On s'étonne qu'un nombre si prodigieux d'ouvrages ait pu sortir de la plume et du cerveau d'un homme seul. Un procès que le romancier eut à soutenir en 1847 contre deux grands journaux de Paris, apprit au public qu'Alexandre Dumas s'était engagé à leur fournir, par année, plus de volumes que n'en pouvait copier l’auteur le plus habile. On découvrit enfin qu'il avait des collaborateurs secrets et en particulier Auguste Maquet, qui a revendiqué, au moins pour moitié, la propriété des romans les plus populaires et des drames à grand spectacle qui en furent tirés. On a relevé aussi d'audacieux emprunts faits à des morts illustres : Schiller, Walter Scott, Augustin Thierry, Chateaubriand, etc.

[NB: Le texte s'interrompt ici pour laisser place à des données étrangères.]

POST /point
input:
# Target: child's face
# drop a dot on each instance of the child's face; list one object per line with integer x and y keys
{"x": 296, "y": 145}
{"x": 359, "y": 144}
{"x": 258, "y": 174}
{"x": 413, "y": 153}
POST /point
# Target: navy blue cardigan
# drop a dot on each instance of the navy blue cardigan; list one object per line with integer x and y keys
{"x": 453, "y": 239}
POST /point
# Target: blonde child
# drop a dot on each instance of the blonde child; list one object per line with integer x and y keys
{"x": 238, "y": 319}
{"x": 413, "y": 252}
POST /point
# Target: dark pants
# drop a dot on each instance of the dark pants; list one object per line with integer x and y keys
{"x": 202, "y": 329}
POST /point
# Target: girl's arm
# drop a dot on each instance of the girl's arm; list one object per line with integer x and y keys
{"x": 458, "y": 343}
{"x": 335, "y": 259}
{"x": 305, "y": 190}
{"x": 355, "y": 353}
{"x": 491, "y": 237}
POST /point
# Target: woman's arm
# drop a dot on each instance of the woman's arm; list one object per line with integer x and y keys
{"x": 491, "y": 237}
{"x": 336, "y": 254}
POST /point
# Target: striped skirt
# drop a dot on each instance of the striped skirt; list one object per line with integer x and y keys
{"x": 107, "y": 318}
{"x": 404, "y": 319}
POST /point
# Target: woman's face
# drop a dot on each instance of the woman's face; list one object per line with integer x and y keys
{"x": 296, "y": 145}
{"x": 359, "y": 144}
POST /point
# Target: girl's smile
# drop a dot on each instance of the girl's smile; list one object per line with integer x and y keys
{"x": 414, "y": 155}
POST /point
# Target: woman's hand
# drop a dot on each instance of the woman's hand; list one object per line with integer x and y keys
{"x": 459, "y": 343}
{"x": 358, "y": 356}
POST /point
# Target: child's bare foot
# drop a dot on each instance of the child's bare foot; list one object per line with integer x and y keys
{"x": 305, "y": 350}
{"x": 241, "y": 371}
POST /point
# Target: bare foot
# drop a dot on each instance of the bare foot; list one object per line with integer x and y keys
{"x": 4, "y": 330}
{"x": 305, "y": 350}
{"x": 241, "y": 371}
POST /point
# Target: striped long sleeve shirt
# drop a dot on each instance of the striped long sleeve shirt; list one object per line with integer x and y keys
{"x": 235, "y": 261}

Le romancier s'est défendu du reproche de s'être approprié l'œuvre de ses collaborateurs, en disant qu'il employait ses élèves pour le gros du travail, et qu'il donnait ensuite la dernière main aux ouvrages. Quant aux nombreuses compilations et même aux plagiats dont on l'accusait, il se justifiait au moyen de celle théorie que « l’homme de génie ne vole pas, mais conquiert », et citait l'exemple de Molière et de Shakespeare.

Après avoir parcouru la France, la Suisse, l'Allemagne, l'Italie, la Sicile, l'Espagne, l'Égypte, la Syrie, Alexandre Dumas publia ses impressions de voyage, où malheureusement la fantaisie joue un trop grand rôle pour qu'on puisse prendre au sérieux ces nombreux et attachants récits.